Que Keiko Fujimori sea vista como la figura más influyente después del presidente José Jerí (19,9 %) revela un patrón político que se niega a morir: el liderazgo que no gobierna, pero decide; que no firma leyes, pero define su contenido; que no ocupa Palacio, pero incide en cada voto del hemiciclo. No es casualidad. Fuerza Popular controla 21 escaños, mantiene alianzas operativas y ha convertido al Congreso en una herramienta estratégica antes que en un órgano representativo.
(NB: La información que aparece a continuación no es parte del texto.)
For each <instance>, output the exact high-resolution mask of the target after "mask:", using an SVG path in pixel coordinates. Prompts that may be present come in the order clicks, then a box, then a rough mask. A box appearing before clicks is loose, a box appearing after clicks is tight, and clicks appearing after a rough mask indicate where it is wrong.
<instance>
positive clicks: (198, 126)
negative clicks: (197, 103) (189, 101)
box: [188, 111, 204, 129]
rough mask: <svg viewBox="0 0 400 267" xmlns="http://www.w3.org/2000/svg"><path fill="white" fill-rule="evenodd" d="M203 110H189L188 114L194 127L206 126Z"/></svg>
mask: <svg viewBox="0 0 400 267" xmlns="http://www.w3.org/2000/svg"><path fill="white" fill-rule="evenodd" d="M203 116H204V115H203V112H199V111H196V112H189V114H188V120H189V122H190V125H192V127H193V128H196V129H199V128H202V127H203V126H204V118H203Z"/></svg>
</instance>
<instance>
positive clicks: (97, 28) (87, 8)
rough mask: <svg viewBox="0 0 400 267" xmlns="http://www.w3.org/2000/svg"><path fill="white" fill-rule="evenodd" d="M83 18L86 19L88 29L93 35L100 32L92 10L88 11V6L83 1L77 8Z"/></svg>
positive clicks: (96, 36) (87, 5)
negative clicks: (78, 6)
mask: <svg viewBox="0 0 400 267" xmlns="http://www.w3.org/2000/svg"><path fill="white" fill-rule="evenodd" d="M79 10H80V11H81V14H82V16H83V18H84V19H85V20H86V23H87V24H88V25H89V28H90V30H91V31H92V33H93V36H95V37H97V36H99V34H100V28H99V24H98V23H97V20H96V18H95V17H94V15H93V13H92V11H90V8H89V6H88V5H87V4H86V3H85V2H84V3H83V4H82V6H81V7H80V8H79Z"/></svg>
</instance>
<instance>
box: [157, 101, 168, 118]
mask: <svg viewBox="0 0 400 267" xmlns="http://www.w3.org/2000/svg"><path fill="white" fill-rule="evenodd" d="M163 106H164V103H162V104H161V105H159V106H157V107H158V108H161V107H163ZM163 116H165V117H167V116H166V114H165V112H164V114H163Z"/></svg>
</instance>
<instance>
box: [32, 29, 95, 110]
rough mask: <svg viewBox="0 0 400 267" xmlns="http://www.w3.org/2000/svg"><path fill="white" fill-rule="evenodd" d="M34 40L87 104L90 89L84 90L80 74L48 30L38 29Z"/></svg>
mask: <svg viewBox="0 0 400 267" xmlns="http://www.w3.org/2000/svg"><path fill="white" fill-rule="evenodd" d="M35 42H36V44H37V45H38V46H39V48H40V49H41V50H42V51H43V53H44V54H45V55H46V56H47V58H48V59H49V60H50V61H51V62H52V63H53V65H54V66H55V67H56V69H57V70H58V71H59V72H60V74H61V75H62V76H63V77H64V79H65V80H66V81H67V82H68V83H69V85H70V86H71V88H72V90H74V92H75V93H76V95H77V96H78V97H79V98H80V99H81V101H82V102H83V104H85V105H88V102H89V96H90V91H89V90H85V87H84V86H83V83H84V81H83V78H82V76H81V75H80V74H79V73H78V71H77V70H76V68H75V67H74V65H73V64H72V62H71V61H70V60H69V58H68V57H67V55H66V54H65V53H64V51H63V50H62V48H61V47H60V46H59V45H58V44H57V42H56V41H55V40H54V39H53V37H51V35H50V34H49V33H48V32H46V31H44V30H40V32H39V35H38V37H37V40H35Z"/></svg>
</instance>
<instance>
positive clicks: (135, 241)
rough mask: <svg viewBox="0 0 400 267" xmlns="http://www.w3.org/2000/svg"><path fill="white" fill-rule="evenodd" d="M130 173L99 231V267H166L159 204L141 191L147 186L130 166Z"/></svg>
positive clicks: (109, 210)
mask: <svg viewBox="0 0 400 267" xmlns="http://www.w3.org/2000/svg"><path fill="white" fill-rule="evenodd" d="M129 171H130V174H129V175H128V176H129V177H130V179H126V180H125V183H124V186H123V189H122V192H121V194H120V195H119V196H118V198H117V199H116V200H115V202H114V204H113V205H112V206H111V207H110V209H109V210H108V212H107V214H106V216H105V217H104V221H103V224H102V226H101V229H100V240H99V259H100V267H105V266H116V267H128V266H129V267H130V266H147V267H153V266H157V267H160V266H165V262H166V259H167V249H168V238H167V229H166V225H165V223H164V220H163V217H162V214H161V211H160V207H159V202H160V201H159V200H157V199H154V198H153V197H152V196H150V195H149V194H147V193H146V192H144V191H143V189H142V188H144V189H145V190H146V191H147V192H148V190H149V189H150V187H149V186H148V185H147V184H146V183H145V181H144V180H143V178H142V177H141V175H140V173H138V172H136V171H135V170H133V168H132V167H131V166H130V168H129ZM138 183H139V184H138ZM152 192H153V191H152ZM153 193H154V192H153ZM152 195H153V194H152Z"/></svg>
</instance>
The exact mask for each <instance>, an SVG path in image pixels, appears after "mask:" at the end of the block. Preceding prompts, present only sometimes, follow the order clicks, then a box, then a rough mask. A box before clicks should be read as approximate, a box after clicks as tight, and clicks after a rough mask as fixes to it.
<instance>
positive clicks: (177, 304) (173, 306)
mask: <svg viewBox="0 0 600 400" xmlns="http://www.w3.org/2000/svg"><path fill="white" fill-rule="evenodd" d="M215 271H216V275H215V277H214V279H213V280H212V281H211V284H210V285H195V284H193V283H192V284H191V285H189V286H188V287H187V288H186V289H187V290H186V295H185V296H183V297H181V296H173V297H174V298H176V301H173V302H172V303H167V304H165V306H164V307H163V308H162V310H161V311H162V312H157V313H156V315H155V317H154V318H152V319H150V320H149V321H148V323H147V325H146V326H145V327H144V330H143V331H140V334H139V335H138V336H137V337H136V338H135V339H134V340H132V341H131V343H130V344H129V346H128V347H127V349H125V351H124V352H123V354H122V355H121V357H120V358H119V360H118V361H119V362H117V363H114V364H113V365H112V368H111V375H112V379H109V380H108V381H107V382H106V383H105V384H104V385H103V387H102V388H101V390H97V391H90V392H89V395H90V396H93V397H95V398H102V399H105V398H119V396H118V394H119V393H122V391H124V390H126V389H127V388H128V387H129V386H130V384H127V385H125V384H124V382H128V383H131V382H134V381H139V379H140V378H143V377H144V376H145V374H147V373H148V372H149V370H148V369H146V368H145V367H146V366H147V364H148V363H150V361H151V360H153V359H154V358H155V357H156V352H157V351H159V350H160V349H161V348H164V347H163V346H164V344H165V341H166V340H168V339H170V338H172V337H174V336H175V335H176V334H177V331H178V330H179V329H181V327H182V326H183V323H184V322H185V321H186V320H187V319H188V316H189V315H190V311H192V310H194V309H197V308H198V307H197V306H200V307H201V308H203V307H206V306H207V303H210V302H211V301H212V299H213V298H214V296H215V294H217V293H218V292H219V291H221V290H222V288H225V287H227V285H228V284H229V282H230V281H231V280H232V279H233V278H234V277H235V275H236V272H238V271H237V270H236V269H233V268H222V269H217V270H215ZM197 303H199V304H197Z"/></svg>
El resultado es evidente: institucionalmente, el Parlamento está en ruinas; políticamente, su jefatura real permanece firme.
Fujimori siempre aparece en estas mediciones. Y siempre arriba. No por mérito, sino por presencia constante en un ecosistema político que ella misma contribuyó a erosionar. Como señaló Omar Castro, gerente de CPI: “Siempre aparece en segundo o tercer lugar… la población la ve como protagonista del poder”. Protagonista, sí; responsable, también. Porque una parte sustantiva del deterioro institucional y del desgaste democrático del último decenio tiene relación directa con decisiones, bloqueos y estrategias impulsadas desde su órbita política.
Lo más inquietante es que este mapa del poder se complementa con otro, aún más sombrío: 73,3 % de desaprobación para la Policía Nacional y 82,2 % para la Fiscalía de la Nación, según la misma encuesta. Si las instituciones encargadas de garantizar justicia y seguridad se vacían de credibilidad, ¿quién llena el vacío? Las figuras fuertes. Los partidos que controlan bancadas. Los liderazgos que acumulan poder sin someterse al escrutinio presidencial ni asumir el desgaste del Ejecutivo.
En ese contexto, el Congreso aparece reducido a un 1 % en la percepción de poder. Una cifra simbólica que demuestra su irrelevancia frente a quienes realmente deciden. Y ese dato debería alarmar no solo por lo que revela, sino por lo que implica: si el Parlamento pesa tan poco institucionalmente, pero tanto en manos de ciertos liderazgos, el problema no es solo político; es estructural.
Esta editorial no busca personalizar el malestar ni atribuir culpas exclusivas. Pero sí recordar una premisa fundamental: cuando una figura concentra poder sin responsabilidad directa, el país queda atrapado en una democracia a medias, donde las decisiones se toman sin transparencia, sin contrapesos y sin asumir costos.
Si Keiko Fujimori es percibida como el segundo poder del país, entonces debe ser reconocida también como parte del problema que hoy nos asfixia: un sistema político debilitado, un Congreso instrumentalizado y un país gobernado por cálculos más que por visiones.
El Perú necesita instituciones fuertes, no liderazgos que operan sobre ellas desde las sombras. Hasta que eso no cambie, las encuestas seguirán diciendo lo mismo: que el poder en el Perú no fluye por las instituciones, sino por quienes han aprendido a usarlas como herramientas de supervivencia política. Y mientras ese patrón continúe, la democracia seguirá siendo un ritual más que una realidad.